A la mi-journée, ses deux avocats Pierre Debuisson et son père Guy Debuisson ont tenu une conférence de presse afin d’expliciter sa démarche. Dans un premier temps, Pierre Debuisson, a tenu à « rendre hommage à Delphine ainsi qu’à ses enfants ». Il dit espérer que cela leur permettra de faire leur deuil et « d’offrir une sépulture à leur maman ». L’avocat affirme néanmoins qu’aucune information précise sur la localisation du corps n’a été dévoilée, et que Cédric Jubillar réservera ses informations à la justice. « Il se tient à la disposition des enquêteurs », assure-t-il.
« Mon client avait un besoin profond de parler », poursuit Pierre Debuisson qui dit avoir développé avec Cédric Jubillar une « relation de confiance » qui l’a amené à se confier il y a quelques semaines : « il m’a dit “c’est moi qui suis à l’origine de la disparition de ma femme” ». Disparition qui aurait eu lieu lors d’une énième dispute, explique Me Debuisson. « Puis tétanisé quand il a réalisé son geste, il a voulu épargner cette vision à ses enfants et a pris la décision de déplacer le corps afin de les épargner ». L’homme est alors pris dans un « engrenage », selon les mots de son avocat.

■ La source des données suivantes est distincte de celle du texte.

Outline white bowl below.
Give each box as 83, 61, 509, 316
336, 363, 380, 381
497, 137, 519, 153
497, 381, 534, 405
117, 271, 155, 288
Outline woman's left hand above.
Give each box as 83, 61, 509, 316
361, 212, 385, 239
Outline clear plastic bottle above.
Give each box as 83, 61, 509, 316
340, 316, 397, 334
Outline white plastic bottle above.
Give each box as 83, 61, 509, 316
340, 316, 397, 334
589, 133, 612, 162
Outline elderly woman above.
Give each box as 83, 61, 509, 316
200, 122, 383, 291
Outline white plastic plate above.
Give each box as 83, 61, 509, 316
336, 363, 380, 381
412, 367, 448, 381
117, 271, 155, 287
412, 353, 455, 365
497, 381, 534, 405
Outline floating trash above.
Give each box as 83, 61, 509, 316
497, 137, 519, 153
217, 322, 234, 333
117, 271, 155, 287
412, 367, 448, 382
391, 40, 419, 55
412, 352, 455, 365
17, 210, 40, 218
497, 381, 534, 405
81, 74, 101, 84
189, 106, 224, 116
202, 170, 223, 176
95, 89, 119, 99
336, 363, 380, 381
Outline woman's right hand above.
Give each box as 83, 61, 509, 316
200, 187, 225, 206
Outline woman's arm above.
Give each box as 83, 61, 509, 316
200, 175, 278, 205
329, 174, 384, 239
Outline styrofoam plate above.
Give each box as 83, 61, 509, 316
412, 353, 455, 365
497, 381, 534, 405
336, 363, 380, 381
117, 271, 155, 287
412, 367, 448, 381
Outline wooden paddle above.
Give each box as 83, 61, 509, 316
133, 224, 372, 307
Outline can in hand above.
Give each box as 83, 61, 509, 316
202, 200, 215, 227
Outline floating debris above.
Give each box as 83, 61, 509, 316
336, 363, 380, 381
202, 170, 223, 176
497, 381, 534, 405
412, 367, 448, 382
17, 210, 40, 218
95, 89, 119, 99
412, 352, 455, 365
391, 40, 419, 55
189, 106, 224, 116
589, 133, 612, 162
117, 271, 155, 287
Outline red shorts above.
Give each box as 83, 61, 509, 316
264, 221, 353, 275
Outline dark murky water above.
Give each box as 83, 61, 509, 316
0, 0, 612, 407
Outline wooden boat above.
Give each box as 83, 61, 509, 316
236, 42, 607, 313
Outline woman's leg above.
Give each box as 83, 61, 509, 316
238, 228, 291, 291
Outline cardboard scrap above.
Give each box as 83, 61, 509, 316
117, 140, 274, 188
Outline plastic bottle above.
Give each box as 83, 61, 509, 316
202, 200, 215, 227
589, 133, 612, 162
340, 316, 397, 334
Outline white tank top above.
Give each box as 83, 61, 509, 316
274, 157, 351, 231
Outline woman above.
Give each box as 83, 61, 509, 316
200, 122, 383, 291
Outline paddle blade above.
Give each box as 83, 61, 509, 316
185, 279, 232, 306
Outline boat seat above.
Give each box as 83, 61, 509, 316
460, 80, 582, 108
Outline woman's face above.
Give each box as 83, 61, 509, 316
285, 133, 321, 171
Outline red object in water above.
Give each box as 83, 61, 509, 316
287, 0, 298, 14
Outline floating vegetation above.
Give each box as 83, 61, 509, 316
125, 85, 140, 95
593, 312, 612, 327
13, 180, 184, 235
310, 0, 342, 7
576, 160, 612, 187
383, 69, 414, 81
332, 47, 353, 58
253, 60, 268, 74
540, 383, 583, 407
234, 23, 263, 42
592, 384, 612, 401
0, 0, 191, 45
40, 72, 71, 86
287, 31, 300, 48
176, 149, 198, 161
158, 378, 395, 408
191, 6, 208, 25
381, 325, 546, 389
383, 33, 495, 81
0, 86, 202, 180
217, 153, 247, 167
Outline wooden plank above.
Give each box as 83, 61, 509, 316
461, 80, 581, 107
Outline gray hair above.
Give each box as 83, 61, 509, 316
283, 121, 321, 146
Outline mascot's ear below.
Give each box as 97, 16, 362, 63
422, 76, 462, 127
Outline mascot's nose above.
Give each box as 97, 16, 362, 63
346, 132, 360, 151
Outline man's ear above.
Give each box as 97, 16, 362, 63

Des conditions de détentions dénoncées par ses avocats
Guy Debuisson déplore, lui, les conditions de détention de Cédric Jubillar, placé depuis près de cinq ans à l’isolement. Il dénonce aussi l’obligation qui lui a été faite, selon lui, de prendre de puissants médicaments qui le « rendait comme un légume ». Son conseil assure que « tout est à revoir dans l’enquête », ce qui pourrait donner lieu, estime-t-il, à une demande de report de son procès en appel. Guy Debuisson insiste sur le fait qu’il donne un « total crédit » aux déclarations de son client et précise qu’il « n’avoue pas un meurtre » mais « reconnaît être à l’origine de la mort de son ex-femme ». Les prochaines étapes ? Il faut qu’il soit entendu, que des fouilles effectuées, des analyses sur le corps de Delphine et que soient ordonnées de nouvelles expertises psychologiques, reprend Guy Debuisson.

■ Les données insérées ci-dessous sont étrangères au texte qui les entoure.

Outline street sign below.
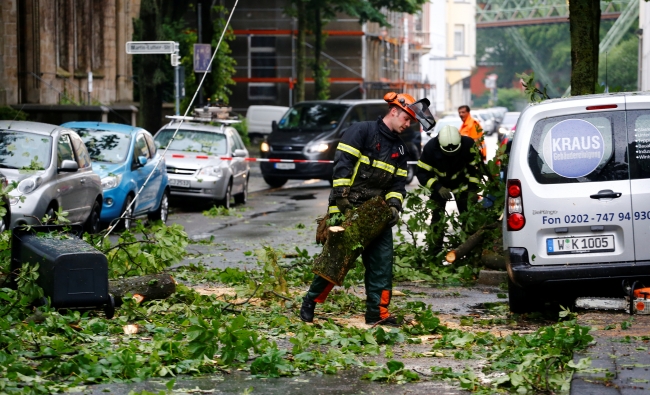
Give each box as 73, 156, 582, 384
194, 44, 212, 73
126, 41, 177, 54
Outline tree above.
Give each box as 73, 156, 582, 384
569, 0, 600, 96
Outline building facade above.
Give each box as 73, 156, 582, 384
0, 0, 140, 121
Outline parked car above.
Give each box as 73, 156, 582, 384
470, 110, 497, 136
260, 100, 421, 188
154, 120, 250, 208
246, 106, 289, 143
0, 121, 102, 233
497, 112, 521, 142
503, 92, 650, 312
422, 115, 463, 148
61, 122, 169, 228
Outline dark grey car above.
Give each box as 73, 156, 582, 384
260, 100, 421, 187
0, 121, 102, 233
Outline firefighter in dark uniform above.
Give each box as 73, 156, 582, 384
300, 92, 435, 325
416, 125, 487, 244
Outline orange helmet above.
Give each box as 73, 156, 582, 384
384, 92, 436, 131
384, 92, 416, 120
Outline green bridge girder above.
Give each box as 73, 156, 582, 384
476, 0, 638, 29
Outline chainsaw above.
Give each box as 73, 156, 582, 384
576, 280, 650, 315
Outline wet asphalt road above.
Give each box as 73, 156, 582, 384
97, 135, 650, 395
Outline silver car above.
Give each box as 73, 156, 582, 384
0, 121, 102, 233
503, 92, 650, 312
154, 121, 250, 208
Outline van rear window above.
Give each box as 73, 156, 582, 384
528, 111, 628, 184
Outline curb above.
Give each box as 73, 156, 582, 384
477, 270, 508, 287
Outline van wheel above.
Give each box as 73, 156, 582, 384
235, 174, 250, 204
508, 276, 541, 314
406, 165, 415, 185
262, 176, 287, 188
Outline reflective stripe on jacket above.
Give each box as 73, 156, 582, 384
329, 118, 408, 213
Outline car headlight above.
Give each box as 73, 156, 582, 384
18, 176, 43, 195
102, 174, 122, 189
199, 166, 223, 178
307, 143, 330, 154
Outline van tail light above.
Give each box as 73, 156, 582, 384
506, 180, 526, 231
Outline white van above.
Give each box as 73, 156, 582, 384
503, 92, 650, 313
246, 106, 289, 142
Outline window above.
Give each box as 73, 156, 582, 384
248, 36, 278, 100
70, 134, 90, 169
528, 111, 628, 184
454, 25, 465, 55
56, 134, 74, 167
133, 133, 151, 164
627, 111, 650, 180
144, 133, 158, 158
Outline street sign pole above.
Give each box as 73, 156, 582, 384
126, 41, 181, 115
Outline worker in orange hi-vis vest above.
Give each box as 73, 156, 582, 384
458, 105, 487, 160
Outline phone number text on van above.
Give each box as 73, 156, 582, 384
542, 211, 650, 225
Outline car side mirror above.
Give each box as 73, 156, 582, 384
232, 148, 248, 158
59, 159, 79, 173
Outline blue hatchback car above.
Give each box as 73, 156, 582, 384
62, 122, 169, 228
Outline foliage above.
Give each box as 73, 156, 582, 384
496, 88, 528, 111
517, 72, 550, 103
598, 34, 639, 92
363, 360, 420, 384
394, 141, 507, 284
232, 115, 251, 147
0, 106, 27, 121
432, 311, 593, 393
84, 221, 189, 278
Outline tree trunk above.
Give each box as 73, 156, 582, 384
569, 0, 600, 96
312, 196, 392, 285
312, 1, 329, 100
445, 229, 485, 263
108, 274, 176, 306
294, 0, 307, 103
135, 0, 165, 131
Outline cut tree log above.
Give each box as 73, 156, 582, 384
108, 273, 176, 306
445, 222, 499, 263
481, 250, 506, 270
312, 196, 393, 286
445, 229, 485, 263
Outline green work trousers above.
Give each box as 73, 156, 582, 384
306, 227, 393, 322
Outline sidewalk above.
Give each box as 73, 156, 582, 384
571, 312, 650, 395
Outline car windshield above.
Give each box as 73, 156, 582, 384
0, 130, 52, 170
74, 129, 131, 163
278, 103, 349, 132
501, 113, 519, 125
154, 129, 228, 155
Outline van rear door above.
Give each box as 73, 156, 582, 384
626, 94, 650, 261
510, 104, 632, 266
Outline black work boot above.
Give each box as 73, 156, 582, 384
366, 315, 401, 328
300, 296, 316, 322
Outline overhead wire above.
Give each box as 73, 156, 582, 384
99, 0, 239, 242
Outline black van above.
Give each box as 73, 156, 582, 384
260, 100, 422, 187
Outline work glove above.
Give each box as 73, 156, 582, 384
388, 207, 399, 227
336, 197, 353, 214
438, 187, 454, 200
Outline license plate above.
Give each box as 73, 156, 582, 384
546, 235, 614, 255
169, 178, 190, 188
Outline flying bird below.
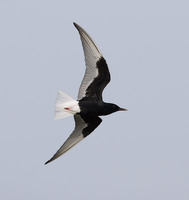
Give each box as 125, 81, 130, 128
45, 23, 127, 164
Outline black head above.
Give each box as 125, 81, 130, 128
104, 103, 127, 115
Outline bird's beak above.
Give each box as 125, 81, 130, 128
119, 108, 127, 111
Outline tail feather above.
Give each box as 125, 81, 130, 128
55, 90, 78, 119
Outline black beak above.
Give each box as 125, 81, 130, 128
119, 108, 127, 111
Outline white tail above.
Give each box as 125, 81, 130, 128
55, 90, 80, 119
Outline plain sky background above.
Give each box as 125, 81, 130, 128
0, 0, 189, 200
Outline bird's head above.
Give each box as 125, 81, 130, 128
106, 103, 127, 114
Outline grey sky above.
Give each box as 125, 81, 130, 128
0, 0, 189, 200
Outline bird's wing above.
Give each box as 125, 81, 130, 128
74, 23, 110, 100
45, 114, 102, 164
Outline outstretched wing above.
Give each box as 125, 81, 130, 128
74, 23, 110, 100
45, 114, 102, 164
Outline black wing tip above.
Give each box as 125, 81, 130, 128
45, 159, 52, 165
73, 22, 79, 29
45, 156, 56, 165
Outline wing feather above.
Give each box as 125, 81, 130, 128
74, 23, 110, 100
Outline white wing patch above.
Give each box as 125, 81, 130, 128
55, 90, 80, 119
74, 23, 102, 100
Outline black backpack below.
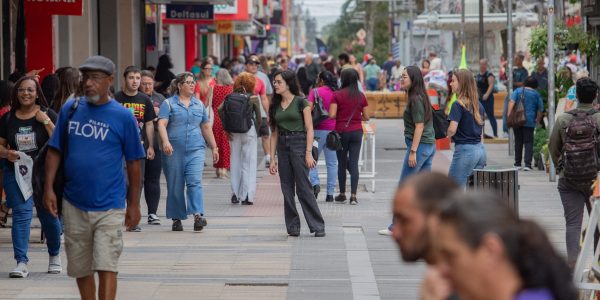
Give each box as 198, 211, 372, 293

De plus, Pierre Debuisson a assuré que ce travail psychologique de « mise en confiance » a été fait avec l’aide d’une tierce personne – qui souhaite rester anonyme et qui se tient à disposition de la justice – qui venait lui rendre visite régulièrement. Aucune précision sur son lien avec le détenu n’a été apportée. « S’il n’avait pas été placé à l’isolement il aurait fait ses révélations avant », affirme ce dernier. « Bien sûr, il regrette, il fait face au pire geste de toute sa vie », reprend Pierre Debuisson, qui estime que cet isolement ne se justifie pas pour ce qui s’apparente, selon lui, à un « crime passionnel ». Aucun détail de la lettre ne sera pour l’heure communiquée à la presse puisque les détails seront donnés par Cédric Jubillar à la justice, assurent les deux avocats.

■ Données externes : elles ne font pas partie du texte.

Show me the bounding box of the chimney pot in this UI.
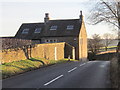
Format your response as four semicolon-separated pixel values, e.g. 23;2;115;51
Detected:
44;13;49;24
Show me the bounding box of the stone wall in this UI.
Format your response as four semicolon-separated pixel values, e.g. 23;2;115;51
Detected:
0;42;73;63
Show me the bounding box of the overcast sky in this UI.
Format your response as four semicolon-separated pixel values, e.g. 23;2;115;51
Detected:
0;0;114;37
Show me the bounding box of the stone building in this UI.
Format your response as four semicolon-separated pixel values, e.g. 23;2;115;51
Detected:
15;11;87;60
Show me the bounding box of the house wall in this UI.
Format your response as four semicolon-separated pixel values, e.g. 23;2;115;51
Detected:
79;19;88;61
0;42;73;63
41;37;79;60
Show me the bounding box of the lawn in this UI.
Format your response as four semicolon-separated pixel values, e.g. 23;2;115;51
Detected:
0;58;76;79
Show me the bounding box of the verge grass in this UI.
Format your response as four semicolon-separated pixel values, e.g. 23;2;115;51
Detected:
0;57;76;79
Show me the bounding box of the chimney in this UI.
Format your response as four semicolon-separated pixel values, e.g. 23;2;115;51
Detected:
44;13;49;24
79;11;83;22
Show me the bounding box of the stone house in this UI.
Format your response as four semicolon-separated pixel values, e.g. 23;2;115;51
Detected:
15;11;87;60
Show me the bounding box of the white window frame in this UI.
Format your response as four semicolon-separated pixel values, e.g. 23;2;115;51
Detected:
66;25;74;30
34;28;41;33
22;28;29;34
50;25;58;30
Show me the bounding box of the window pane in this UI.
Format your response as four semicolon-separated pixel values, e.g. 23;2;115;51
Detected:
50;26;57;30
34;28;41;33
67;25;74;30
22;29;29;34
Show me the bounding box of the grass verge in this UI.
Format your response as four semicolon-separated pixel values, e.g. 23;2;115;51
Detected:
0;58;76;79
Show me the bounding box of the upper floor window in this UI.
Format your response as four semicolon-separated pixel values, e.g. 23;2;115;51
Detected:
67;25;74;30
34;28;41;33
22;28;29;34
50;25;57;30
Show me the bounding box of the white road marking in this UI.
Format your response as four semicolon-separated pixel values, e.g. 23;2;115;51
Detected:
68;67;77;72
87;61;90;63
80;63;86;66
44;75;63;86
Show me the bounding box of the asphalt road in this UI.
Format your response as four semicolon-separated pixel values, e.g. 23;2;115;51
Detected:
2;61;110;88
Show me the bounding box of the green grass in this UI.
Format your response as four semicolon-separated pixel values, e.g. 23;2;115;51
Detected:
0;58;76;79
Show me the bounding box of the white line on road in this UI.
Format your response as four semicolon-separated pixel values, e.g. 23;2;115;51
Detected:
80;63;86;66
44;75;63;86
68;67;77;72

Le 17 octobre 2025, le peintre-plaquiste de 38 ans avait été reconnu coupable du meurtre de son épouse, une infirmière de 33 ans dont le corps n’a jamais été retrouvé, et condamné à trente ans de réclusion criminelle. La cour d’assises du Tarn avait estimé que le meurtre de Delphine Aussaguel était « caractérisé », affirmant en outre n’avoir pas été convaincue par les déclarations de l’accusé.
La juridiction avait également estimé que des témoignages recueillis, le fait que la personnalité de l’accusé était « compatible » avec le passage à l’acte, ainsi que sa non-acceptation du départ de son épouse pour un autre homme, constituaient des éléments suffisants pour établir sa responsabilité dans la disparition de son épouse, survenue en décembre 2020 à Cagnac-les-Mines, dans le Tarn. Détenu à l’isolement à la prison de Toulouse-Seysses depuis juin 2021, Cédric Jubillar s’était, jusqu’ici, toujours dit innocent.